Niet is gebleken dat eiser detentieongeschikt is. Eiser heeft zijn stelling op dit punt niet nader onderbouwd. Verweerder verwijst in dit verband naar het zich in het dossier bevindende GGD-advies van 20 oktober 2007. Op 20 oktober 2007 heeft een belangenafweging plaatsgevonden. Verweerder verwijst in dit verband naar het in onderdeel C12/2.2.1 van de Vreemdelingencirculaire (Vc) 2000 neergelegde beleid inzake vreemdelingen ten aanzien van wie een verzoek tot overname op basis van de Dublinverordening is ingediend. De belangenafweging is in casu in het nadeel van eiser uitgevallen en er bestaat geen aanleiding voor het toepassen van een lichter middel dan de onderhavige vrijheidsontnemende maatregel.
Verweerder heeft het vertrek van eiser voldoende gefaciliteerd.
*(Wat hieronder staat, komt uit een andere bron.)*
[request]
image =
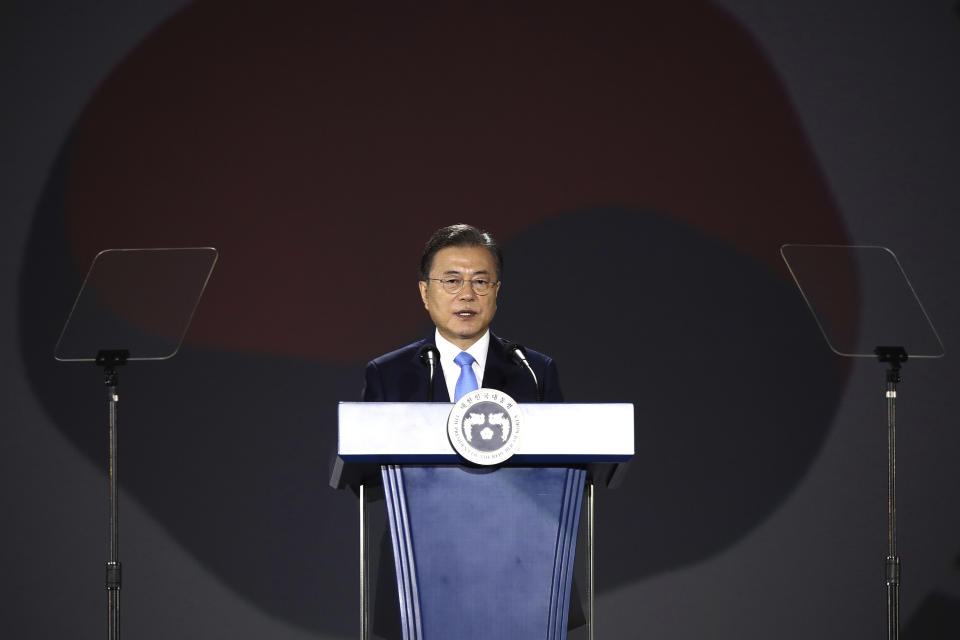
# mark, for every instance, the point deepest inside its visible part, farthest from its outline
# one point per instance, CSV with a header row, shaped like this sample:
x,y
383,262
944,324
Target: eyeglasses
x,y
453,284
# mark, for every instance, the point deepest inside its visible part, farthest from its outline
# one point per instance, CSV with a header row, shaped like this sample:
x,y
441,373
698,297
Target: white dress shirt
x,y
449,351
Op 30 oktober 2007 zal een claim worden gelegd bij de Franse autoriteiten.
De rechtbank overweegt het volgende.
Gelet op hetgeen de gemachtigde van eiser in de brief van 29 oktober 2007 heeft aangevoerd en gelet op de hierop ter zitting gegeven toelichting, begrijpt de rechtbank eisers beroepsgrond met betrekking tot de (gestelde) detentieongeschiktheid aldus dat verweerder bij de belangenafweging die in het kader van de voortduring van de onderhavige maatregel is gemaakt de psychische en fysieke toestand van eiser niet kenbaar heeft betrokken en ten onrechte geen nader onderzoek heeft gedaan. Dit is in strijd met de in acht te nemen zorgvuldigheid.
Uit het dossier van eiser blijkt het volgende.
In de correcties en aanvullingen op het eerste gehoor van 17 oktober 2007 staat onder meer vermeld dat eiser niet tegen gesloten ruimtes kan, dat hij last heeft van een maagzweer en van een hoge bloeddruk. Blijkens het rapport van het zogenaamde Dublingehoor heeft eiser verklaard (pagina 3) dat hij een aanrijding heeft gehad waardoor hij bepaalde zaken niet meer weet.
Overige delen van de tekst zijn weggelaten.